Section 3 establishes the cross-property relations of CFRCMCs, including CFRCMCs with a fixed fiber–interphase volume ratio and volume ratios. Finally, the work of this article is summarized, and significant results are presented for guiding engineering measurement and design.
4. Conclusions
In this work, a systematic framework is established to derive and validate cross-property relations for CFRCMCs that simultaneously couple elastic and thermal responses. By integrating GSCS, effective-medium conduction models, and statistically representative voxel-based finite-element analysis, the following major findings are obtained:
For CFRCMCs, self-consistent micromechanics and effective-medium conduction models like the Hashin model can predict the mechanical and thermal properties of materials. However, for cases where the volume fraction of fibers or interphases is too high, the prediction errors are relatively large.

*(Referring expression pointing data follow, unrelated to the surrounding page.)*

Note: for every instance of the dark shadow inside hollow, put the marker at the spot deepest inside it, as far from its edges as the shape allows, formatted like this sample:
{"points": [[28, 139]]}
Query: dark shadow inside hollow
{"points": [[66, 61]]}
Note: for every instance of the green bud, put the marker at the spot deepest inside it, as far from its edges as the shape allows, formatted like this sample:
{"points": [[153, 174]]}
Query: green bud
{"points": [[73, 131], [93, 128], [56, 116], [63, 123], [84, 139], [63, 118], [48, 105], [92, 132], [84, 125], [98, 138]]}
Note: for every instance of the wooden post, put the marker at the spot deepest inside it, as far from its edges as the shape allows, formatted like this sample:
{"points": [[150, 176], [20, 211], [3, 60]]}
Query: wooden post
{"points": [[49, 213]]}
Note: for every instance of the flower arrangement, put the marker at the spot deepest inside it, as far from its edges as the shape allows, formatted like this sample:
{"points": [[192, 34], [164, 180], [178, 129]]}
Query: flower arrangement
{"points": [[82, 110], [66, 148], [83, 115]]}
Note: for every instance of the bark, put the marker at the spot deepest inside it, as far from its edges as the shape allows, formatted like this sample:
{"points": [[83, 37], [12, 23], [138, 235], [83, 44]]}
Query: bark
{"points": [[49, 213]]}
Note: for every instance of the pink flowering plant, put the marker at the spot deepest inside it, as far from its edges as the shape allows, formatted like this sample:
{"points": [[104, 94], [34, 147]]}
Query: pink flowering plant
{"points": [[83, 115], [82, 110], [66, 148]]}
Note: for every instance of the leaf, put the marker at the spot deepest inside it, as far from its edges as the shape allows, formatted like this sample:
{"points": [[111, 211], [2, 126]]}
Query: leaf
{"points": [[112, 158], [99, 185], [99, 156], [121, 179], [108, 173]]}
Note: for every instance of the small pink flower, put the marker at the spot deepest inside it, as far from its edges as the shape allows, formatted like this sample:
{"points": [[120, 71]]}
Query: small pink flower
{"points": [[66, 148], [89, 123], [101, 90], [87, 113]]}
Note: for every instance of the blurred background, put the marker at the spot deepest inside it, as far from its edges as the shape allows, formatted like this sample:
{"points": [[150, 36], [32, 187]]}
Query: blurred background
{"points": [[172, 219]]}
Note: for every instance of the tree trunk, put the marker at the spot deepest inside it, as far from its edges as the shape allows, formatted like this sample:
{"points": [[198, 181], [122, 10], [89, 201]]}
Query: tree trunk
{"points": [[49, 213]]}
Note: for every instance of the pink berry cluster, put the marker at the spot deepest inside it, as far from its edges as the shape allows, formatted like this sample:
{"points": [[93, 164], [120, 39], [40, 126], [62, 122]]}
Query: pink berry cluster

For CFRCMCs with a fixed fiber–interphase volume ratio, cross-property relations are close to being linear. The slope of the axial cross-property relation is smaller than that of its in-plane counterpart, and the slope characterizing the cross-property relation between Young’s modulus and thermal conductivity is marginally lower than that governing the relation between the shear modulus and thermal conductivity.
The influence of the random distribution of fibers, fiber diameter, and interphase properties on cross-property relations was analyzed separately. The influence of the former two parameters is relatively small, while a decrease in the interphase properties causes the curve of cross-property relations to shift downward.
For CFRCMCs with varying fiber–interphase volume ratios, cross-property relation surfaces were established, and FEA verified their correspondence. The errors associated with in-plane cross-property relations exceed those of their axial counterparts, while Young’s modulus exhibits a marginally higher deviation than the shear modulus.
Overall, the findings indicate that CFRCMCs are applicable to cross-property relations. Consequently, one physical property (e.g., mechanical or magnetic) can be predicted from another, more easily measurable quantity (e.g., thermal or electrical). This approach significantly mitigates the challenges associated with measuring material properties in CMCs. Furthermore, by establishing explicit connections between different physical properties, cross-property relations streamline the complexities of multi-objective optimization for these materials. Consequently, they could contribute to advancing multiphysics applications, particularly in demanding thermo-mechanical environments.
To validate this relation, ceramic matrix composites with different fiber volume fractions should be fabricated, and their properties should be characterized individually to evaluate their consistency with the currently established cross-property relations. In addition, more accurate models will be developed to account for the influence of parameters such as interphase thickness on these relations.